The Railway

The Great Eastern Railway (GER) had an Act of Parliament passed in 1876 which approved a wide range of works to be undertaken within parts of East Anglia where the GER had an interest.

The part of the text which describes the scope of our branch line is very short and is shown here.

The passing of the Act formed the legal basis for the design and construction of this local line.

It was known as the ‘Swedes and Swimmers’ line. Please excuse the pun, but we don’t want to reinvent the wheel. An excellent write-up about its construction and operation can be found on the Forncett History Group website – with other details are provided here. Instead, we have restricted ourselves to aspects specifically relating to Wreningham and other details not in their articles. Other pages on this website include information about how individual villagers engaged with the railway in their everyday lives.

Partly opened in May 1881, the line’s link with the Norwich/Diss line at Forncett took additional time. This final stage was not finished for a number of months – perhaps not completed until 1882.

The Great Eastern Railway had bought a continuous strip of farmland across Wreningham. Various Census pages list how the railway had provided immediate local employment opportunities, although most were relatively unskilled. The personnel responsible for operating the principal railway equipment are shown to have arrived from across the country.

Whilst introducing a modern and effective means for transporting people, the railway was an especially important way of despatching agricultural goods to a wider range of customers – or receiving other goods from long distances. Trains could also carry heavy loads and reach distant locations at speed. Tradespeople quickly realised the benefits and had already started displaying information about their proximity to the various local stations.

The single intermediate railway station on the line was at Ashwellthorpe – and just a brief walk away from the centre of Wreningham. Ashwellthorpe station was actually closer to the centre of Wreningham than the centre of Ashwellthorpe!

Since the line’s closure in the mid-1900s, the station has been transformed into the (very linear!) Ashwellthorpe Industrial Estate.

Following the opening, on the 29th of June 1881, there was an auction in Wymondham for the sale of the railway contractors’ equipment. To the layman’s eye, it appears they were disposing of staggering amounts of construction equipment. The list includes 220 tons of contractor’s rails, 3 tons of bridge rails, 15 tons of wheels and axles, a Scotch crane, mainline bogies, a powerful brick machine, 25 and 8 horse-power portable engines – in ‘splendid order’, through to 94 navvy and brick barrows. There were also 40 tons of ‘scrap’, 2 tons of ‘tested chain’ and ‘4 powerful draught horses’ with both ‘double and single carts’. Anyone wanting wood or brick huts, smithies and storehouses – or the contents of storehouses and cartwright’s shops(!) could have been in luck, too. We have not seen any report about the success of this sale, although, for anyone else wanting to build a few miles of railway it must have been THE go-to event!

In November 1880, the Goods Manager’s Office of the Great Eastern Railway, at Liverpool Street Station, wrote to farmers in this area advising them of an offer. Other ongoing railway work had resulted in the GER being in possession of large quantities of alluvial mud – presumably dug from rivers and marshes. This mud had been analysed for its nutrient properties at the County Analyst’s Office, London Street, Norwich. A two-page report was attached to the letter, signed by Francis Sutton, Consulting Chemist to the Norfolk Chamber of Agriculture.

The GER’s letter and report were essentially describing how alluvial mud was fantastic stuff. Full of nutrients, it would be excellent for use on fields in place of standard fertilisers.

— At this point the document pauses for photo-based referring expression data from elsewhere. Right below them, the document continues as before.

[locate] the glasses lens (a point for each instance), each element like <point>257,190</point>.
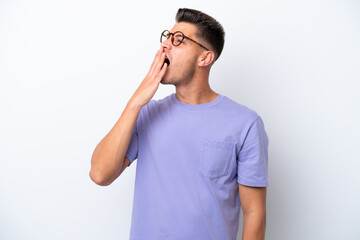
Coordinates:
<point>178,38</point>
<point>165,35</point>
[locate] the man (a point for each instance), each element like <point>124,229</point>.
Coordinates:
<point>201,156</point>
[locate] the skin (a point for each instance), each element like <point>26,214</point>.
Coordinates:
<point>189,71</point>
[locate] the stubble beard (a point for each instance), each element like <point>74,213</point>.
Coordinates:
<point>184,79</point>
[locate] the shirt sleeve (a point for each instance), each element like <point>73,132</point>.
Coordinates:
<point>133,149</point>
<point>252,167</point>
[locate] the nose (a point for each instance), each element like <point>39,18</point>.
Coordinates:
<point>167,44</point>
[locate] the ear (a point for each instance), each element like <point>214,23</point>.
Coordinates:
<point>206,58</point>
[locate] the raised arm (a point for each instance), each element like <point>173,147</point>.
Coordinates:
<point>108,160</point>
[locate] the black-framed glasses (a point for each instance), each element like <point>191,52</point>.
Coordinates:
<point>177,38</point>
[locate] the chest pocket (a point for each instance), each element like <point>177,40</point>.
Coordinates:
<point>215,157</point>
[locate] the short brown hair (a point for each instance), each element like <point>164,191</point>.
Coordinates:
<point>208,28</point>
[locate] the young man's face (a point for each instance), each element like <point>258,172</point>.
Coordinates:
<point>183,58</point>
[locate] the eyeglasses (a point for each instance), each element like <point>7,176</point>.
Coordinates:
<point>177,38</point>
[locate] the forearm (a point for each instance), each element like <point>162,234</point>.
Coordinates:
<point>108,157</point>
<point>254,226</point>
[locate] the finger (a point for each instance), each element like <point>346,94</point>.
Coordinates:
<point>156,60</point>
<point>162,72</point>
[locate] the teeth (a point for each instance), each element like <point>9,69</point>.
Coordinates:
<point>167,61</point>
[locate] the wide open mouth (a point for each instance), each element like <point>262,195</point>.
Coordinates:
<point>167,61</point>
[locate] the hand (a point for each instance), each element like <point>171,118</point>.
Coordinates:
<point>150,84</point>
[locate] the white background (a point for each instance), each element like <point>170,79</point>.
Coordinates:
<point>68,68</point>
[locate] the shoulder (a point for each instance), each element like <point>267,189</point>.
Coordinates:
<point>239,111</point>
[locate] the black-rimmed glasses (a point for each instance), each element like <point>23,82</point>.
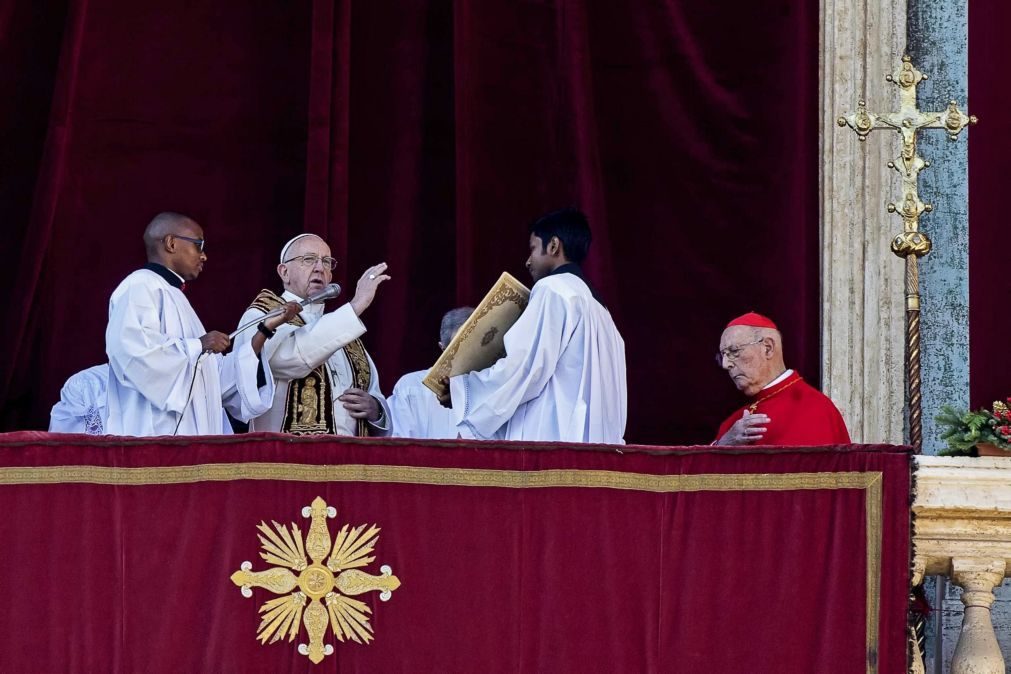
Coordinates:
<point>311,259</point>
<point>196,242</point>
<point>734,352</point>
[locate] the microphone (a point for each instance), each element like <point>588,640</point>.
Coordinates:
<point>330,292</point>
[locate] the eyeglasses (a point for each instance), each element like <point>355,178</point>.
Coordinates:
<point>196,242</point>
<point>733,353</point>
<point>311,259</point>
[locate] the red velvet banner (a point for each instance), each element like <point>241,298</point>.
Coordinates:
<point>119,556</point>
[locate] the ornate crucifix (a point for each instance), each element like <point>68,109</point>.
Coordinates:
<point>911,244</point>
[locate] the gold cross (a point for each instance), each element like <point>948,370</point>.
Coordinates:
<point>911,244</point>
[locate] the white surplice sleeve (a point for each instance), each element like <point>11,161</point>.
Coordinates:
<point>385,424</point>
<point>403,408</point>
<point>483,401</point>
<point>240,393</point>
<point>142,357</point>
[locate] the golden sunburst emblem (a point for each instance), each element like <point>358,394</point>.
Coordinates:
<point>326,588</point>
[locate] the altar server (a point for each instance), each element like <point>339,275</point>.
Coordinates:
<point>415,408</point>
<point>563,374</point>
<point>327,382</point>
<point>166,372</point>
<point>784,409</point>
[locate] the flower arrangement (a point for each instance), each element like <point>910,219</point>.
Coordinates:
<point>964,431</point>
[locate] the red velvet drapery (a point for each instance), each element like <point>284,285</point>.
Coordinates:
<point>989,148</point>
<point>514,558</point>
<point>426,133</point>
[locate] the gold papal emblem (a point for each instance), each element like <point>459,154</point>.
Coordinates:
<point>327,588</point>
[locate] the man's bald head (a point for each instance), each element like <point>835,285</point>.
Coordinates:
<point>176,242</point>
<point>451,322</point>
<point>751,356</point>
<point>164,224</point>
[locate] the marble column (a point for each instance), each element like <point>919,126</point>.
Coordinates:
<point>862,282</point>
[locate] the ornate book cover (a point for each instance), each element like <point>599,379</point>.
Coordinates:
<point>478,343</point>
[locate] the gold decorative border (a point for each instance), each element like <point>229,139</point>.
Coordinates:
<point>870,482</point>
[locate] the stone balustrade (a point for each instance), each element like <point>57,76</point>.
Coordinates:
<point>962,531</point>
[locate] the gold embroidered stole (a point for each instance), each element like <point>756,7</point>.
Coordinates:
<point>308,405</point>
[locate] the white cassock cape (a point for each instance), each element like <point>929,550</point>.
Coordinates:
<point>153,342</point>
<point>295,351</point>
<point>417,411</point>
<point>82,403</point>
<point>562,377</point>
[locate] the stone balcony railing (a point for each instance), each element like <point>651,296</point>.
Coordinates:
<point>962,531</point>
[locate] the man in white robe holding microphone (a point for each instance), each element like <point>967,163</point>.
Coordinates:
<point>166,372</point>
<point>327,382</point>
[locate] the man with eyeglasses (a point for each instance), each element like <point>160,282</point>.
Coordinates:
<point>327,382</point>
<point>784,408</point>
<point>166,374</point>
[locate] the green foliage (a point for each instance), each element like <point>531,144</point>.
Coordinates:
<point>962,430</point>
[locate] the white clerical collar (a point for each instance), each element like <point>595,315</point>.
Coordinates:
<point>777,379</point>
<point>309,312</point>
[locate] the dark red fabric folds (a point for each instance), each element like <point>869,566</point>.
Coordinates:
<point>619,571</point>
<point>425,133</point>
<point>989,148</point>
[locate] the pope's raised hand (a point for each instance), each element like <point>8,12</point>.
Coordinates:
<point>365,291</point>
<point>746,430</point>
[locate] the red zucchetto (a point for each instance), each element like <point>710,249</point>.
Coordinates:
<point>752,319</point>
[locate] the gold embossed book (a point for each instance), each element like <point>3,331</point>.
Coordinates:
<point>478,343</point>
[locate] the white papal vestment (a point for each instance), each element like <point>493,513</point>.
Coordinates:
<point>295,351</point>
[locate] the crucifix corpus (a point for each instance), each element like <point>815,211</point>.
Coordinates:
<point>911,244</point>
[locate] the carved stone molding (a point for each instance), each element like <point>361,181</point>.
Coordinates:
<point>862,315</point>
<point>962,530</point>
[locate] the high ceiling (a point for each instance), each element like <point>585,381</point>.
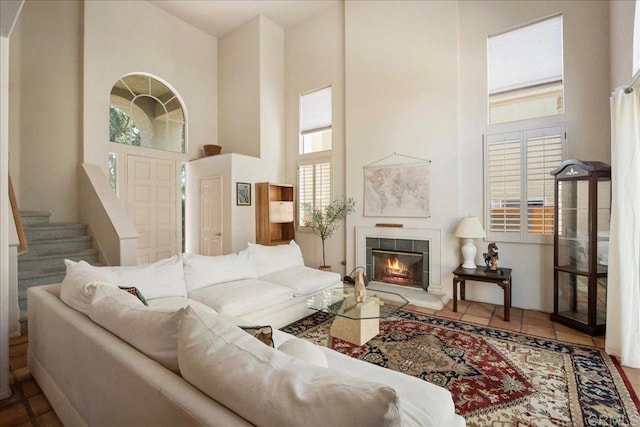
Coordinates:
<point>218,17</point>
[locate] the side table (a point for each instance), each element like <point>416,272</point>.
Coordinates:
<point>501,277</point>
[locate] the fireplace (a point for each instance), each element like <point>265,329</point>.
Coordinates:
<point>426,289</point>
<point>397,267</point>
<point>403,262</point>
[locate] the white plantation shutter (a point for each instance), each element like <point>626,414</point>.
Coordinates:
<point>504,173</point>
<point>314,185</point>
<point>544,153</point>
<point>519,188</point>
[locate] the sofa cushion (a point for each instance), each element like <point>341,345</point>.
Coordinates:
<point>74,292</point>
<point>201,270</point>
<point>242,296</point>
<point>268,259</point>
<point>268,387</point>
<point>153,331</point>
<point>164,278</point>
<point>175,303</point>
<point>304,350</point>
<point>303,280</point>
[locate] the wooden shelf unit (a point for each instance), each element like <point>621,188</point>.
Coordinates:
<point>274,213</point>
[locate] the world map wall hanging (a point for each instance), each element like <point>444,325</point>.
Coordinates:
<point>397,186</point>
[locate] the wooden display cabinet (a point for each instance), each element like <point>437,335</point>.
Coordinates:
<point>581,244</point>
<point>274,213</point>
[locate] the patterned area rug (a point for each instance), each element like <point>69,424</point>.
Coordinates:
<point>497,377</point>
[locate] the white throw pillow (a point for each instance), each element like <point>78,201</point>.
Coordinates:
<point>201,271</point>
<point>152,330</point>
<point>304,350</point>
<point>74,292</point>
<point>164,278</point>
<point>270,388</point>
<point>268,259</point>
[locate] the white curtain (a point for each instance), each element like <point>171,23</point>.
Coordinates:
<point>623,293</point>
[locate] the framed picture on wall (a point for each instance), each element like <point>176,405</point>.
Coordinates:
<point>243,194</point>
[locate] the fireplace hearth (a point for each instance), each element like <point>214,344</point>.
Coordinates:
<point>397,267</point>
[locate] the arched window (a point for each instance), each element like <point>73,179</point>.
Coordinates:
<point>145,112</point>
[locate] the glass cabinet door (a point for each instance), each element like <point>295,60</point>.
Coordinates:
<point>573,224</point>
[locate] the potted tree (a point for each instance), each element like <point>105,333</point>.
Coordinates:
<point>325,221</point>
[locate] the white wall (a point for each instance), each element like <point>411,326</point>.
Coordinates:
<point>5,211</point>
<point>314,58</point>
<point>46,99</point>
<point>272,78</point>
<point>239,85</point>
<point>586,70</point>
<point>238,221</point>
<point>401,77</point>
<point>621,15</point>
<point>136,36</point>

The mud was for sale and would be available for delivery during the following spring. It would be dried, finely pulverised and delivered to the nearest railway goods yard for collection by the farmer.

The GER was urging farmers to buy some – although it needed to be ordered in quantities of ‘6 tons and upwards’. Did six tons of “dried and finely pulverised mud” represent the capacity of a small rail waggon? A copy of both the GER letter and the technical report was recently discovered at a Wreningham farm. There is no evidence the Wreningham farmer ever bought any! (A quick online investigation suggests it would have been most unsuitable for application on Wreningham’s wet clay soils, anyway.)

There is a newspaper article, describing the Wreningham wedding of William Bothway to Annie Quantrell, in 1890. Towards the end, the article tells us: ‘Immediately after the ceremony the happy couple departed by the 3 o’clock express from Ashwellthorpe Station to London to spend the honeymoon.’ The local railway had clearly become a regular part of the village’s way of life!

The line closed to passenger traffic in September 1939 and was finally closed to freight in 1951. The tracks were eventually taken up and the land was offered back to the farmers. This final stage of land disposal seems to have taken much longer than the original land purchase. Whilst Wreningham’s old railway land is generally understood to have returned to private ownership, surviving former railway structures such as bridges remain under dedicated central control to ensure continuing safety.